Having concluded this account of ‘The Physics of Creation’, I can but let the reader judge and form his or her own opinions on the subject. Defining God as the Creator, the better our understanding of the creative forces at work in our universe, the more likely we are to find the ground on which to build a common religion conducive to a peaceful existence.

However, as indicated in the INTRODUCTION on page 1, those who lead in this quest will have to be conversant in the language of physics, as otherwise they will be basing their beliefs on fictional notions, historical hearsay or mere hope and intuition. Awareness of the Science of Creation plus a will to embrace the discipline of a common and universal moral code of behaviour should surely suffice as the intellectual basis for one’s religious horizons, without the promise of life after death.

The scientific approach reveals how the universe was created as a system of order developed from chaos and so established an aether in which events governed by statistical factors created the forms of matter we see evolving around us. We are part of that system of matter and though subject to a game of chance we can, as thinking beings, optimise our prospects of survival in a secure and happy environment, albeit having, as do all particles of matter, a limited lifespan. Education founded too heavily on religious indoctrination in ignorance of the physics that rules the universe can but lead to unnecessary strife given that there will always be those who challenge the word of those who say they speak for a God of their own making.

Concerning the physics, however, there are lessons from history that we must learn. Though the language of physics is universal, the stories told in that language can be conflicting and the truths of Nature have yet to be presented in their ultimate form. This work on ‘The Physics of Creation’ is a major step in that direction.

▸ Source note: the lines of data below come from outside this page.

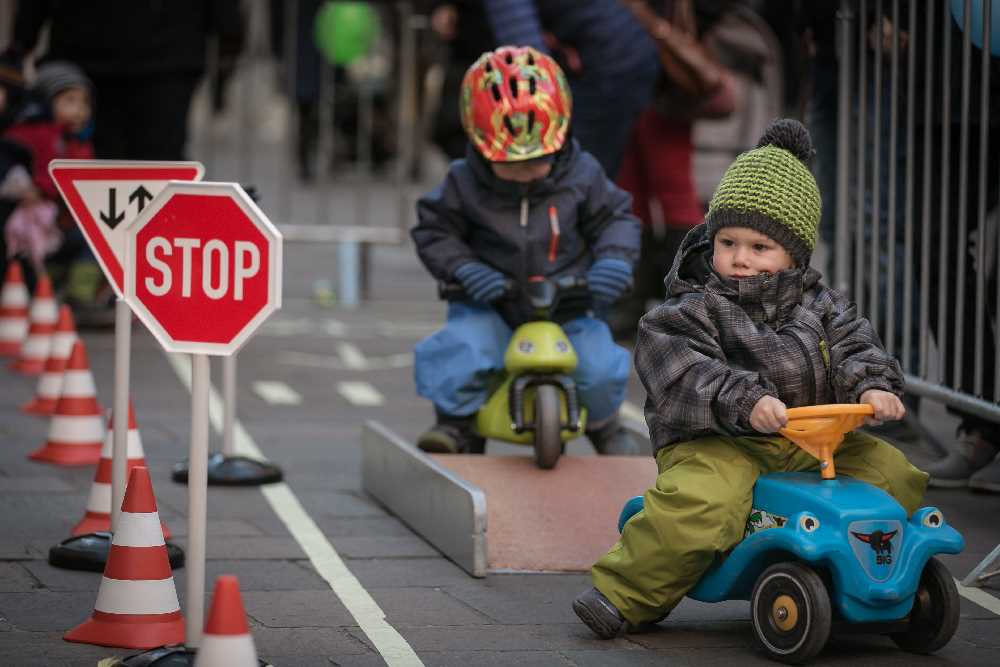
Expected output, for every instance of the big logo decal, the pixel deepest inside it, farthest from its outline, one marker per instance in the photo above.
(876, 546)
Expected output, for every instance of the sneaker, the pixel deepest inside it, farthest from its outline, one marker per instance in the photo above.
(972, 453)
(987, 478)
(451, 436)
(612, 439)
(598, 614)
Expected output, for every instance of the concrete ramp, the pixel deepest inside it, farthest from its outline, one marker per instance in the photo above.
(502, 513)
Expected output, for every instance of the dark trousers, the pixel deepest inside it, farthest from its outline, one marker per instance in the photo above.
(143, 118)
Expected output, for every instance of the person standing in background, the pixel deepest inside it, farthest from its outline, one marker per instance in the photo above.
(610, 62)
(144, 58)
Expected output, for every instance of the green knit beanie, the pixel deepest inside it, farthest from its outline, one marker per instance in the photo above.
(771, 190)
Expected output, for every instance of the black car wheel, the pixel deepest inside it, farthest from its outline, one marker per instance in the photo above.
(791, 612)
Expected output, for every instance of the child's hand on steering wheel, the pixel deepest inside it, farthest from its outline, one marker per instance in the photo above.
(886, 404)
(768, 415)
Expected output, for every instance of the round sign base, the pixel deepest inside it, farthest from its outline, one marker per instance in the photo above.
(169, 656)
(90, 552)
(233, 471)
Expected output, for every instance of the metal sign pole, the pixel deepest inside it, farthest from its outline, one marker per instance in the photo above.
(229, 399)
(197, 500)
(120, 414)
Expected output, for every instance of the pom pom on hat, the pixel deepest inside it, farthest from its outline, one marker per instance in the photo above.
(771, 190)
(791, 135)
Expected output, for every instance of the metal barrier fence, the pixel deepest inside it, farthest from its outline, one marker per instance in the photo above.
(916, 199)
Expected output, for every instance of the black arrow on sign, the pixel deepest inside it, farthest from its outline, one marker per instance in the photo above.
(110, 219)
(142, 194)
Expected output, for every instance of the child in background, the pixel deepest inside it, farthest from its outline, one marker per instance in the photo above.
(56, 124)
(526, 201)
(747, 329)
(15, 159)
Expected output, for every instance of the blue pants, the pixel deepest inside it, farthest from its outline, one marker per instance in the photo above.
(457, 367)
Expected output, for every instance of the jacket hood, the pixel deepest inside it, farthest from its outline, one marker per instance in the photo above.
(777, 294)
(561, 166)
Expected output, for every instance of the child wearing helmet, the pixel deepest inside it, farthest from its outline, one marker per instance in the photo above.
(525, 201)
(746, 330)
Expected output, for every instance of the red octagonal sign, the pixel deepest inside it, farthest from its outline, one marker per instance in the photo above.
(203, 267)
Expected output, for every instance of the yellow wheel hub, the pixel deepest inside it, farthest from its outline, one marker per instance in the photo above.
(785, 612)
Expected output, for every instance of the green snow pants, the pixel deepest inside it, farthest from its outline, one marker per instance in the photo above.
(699, 507)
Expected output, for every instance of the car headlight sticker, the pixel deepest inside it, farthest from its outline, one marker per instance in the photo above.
(809, 523)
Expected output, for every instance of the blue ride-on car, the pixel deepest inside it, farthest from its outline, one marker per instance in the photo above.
(821, 550)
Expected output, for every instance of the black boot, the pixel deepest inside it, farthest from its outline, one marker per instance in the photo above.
(612, 439)
(452, 435)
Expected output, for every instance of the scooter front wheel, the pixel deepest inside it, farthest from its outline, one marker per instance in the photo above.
(548, 442)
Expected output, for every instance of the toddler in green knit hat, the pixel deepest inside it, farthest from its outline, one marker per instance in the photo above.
(746, 331)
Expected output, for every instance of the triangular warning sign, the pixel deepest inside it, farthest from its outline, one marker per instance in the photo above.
(105, 195)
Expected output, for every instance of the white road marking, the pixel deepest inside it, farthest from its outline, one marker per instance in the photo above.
(333, 328)
(324, 558)
(276, 393)
(980, 597)
(351, 356)
(360, 393)
(289, 327)
(307, 360)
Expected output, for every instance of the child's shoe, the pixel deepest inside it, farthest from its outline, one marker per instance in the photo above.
(972, 453)
(598, 614)
(452, 435)
(612, 439)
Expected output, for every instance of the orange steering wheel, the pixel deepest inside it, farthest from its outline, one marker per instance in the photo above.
(819, 429)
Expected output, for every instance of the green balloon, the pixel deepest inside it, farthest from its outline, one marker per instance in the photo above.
(345, 31)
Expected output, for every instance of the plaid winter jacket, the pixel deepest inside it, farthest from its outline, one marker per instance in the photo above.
(716, 346)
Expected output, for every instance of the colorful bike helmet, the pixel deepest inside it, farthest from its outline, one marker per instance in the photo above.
(515, 104)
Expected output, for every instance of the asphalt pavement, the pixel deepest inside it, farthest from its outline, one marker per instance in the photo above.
(307, 381)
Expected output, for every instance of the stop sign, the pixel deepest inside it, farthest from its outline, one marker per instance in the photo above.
(203, 267)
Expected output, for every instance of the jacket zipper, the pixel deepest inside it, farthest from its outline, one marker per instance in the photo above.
(812, 373)
(554, 238)
(524, 229)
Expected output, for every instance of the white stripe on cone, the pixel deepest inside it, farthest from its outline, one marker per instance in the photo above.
(14, 296)
(78, 384)
(49, 385)
(62, 344)
(138, 529)
(219, 651)
(146, 596)
(13, 328)
(76, 430)
(44, 311)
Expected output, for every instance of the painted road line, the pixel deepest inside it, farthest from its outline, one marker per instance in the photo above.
(980, 597)
(351, 356)
(307, 360)
(360, 393)
(276, 393)
(324, 558)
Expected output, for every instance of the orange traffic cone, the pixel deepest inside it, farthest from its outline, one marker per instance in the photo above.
(227, 641)
(98, 514)
(50, 383)
(41, 324)
(13, 311)
(76, 431)
(137, 603)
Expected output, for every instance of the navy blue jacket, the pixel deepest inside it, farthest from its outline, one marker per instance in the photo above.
(475, 216)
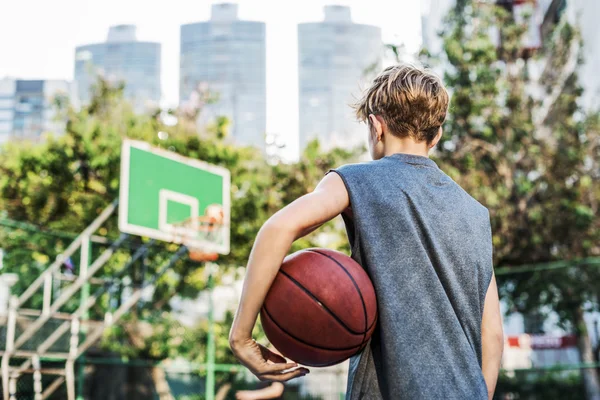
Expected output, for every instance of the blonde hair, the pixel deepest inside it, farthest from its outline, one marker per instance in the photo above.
(412, 101)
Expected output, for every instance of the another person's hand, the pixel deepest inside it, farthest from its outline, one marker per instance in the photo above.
(265, 364)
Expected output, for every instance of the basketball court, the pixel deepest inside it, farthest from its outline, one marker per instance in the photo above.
(163, 196)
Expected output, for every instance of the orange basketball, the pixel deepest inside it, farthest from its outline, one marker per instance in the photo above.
(321, 308)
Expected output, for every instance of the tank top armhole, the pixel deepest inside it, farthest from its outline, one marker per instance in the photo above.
(355, 241)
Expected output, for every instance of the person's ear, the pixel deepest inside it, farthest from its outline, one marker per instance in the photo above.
(377, 126)
(437, 138)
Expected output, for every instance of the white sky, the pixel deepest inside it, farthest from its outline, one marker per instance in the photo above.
(38, 38)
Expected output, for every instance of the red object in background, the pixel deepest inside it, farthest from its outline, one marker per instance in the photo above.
(542, 342)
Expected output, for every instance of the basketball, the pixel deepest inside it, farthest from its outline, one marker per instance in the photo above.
(321, 308)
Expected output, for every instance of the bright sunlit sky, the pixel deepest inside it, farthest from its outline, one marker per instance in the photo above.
(38, 38)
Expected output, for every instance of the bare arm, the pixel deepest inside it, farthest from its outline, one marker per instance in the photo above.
(492, 338)
(273, 242)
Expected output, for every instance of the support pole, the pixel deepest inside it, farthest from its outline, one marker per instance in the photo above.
(210, 347)
(86, 259)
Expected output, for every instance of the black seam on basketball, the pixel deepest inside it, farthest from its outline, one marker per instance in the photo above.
(320, 303)
(303, 341)
(362, 300)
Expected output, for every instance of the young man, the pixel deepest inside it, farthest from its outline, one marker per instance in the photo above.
(425, 243)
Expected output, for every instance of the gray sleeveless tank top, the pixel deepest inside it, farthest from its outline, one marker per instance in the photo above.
(426, 244)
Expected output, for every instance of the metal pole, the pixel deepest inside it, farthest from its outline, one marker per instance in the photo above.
(84, 262)
(210, 346)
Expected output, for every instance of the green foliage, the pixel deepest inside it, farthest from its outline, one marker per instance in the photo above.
(537, 176)
(63, 183)
(547, 386)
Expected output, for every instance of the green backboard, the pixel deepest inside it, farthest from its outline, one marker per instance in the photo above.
(172, 198)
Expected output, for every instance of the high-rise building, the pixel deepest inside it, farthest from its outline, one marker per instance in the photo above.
(584, 14)
(27, 108)
(433, 13)
(335, 56)
(122, 58)
(227, 55)
(7, 108)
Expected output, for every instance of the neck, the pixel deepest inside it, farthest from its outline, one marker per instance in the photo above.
(406, 146)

As to history, in recent centuries it has been important for scholars to build their scientific convictions on religious foundations, rather than build their religion on the evidence emerging from scientific discovery. Admission to the scholarly fraternity and the funding of institutions of learning depended upon religious disposition. Rivalry and prejudice combined with dogmatism have been dominant factors amongst scholars and there is no reason to think that what has been presented in this work will emerge unscathed from the debate which it will hopefully foster.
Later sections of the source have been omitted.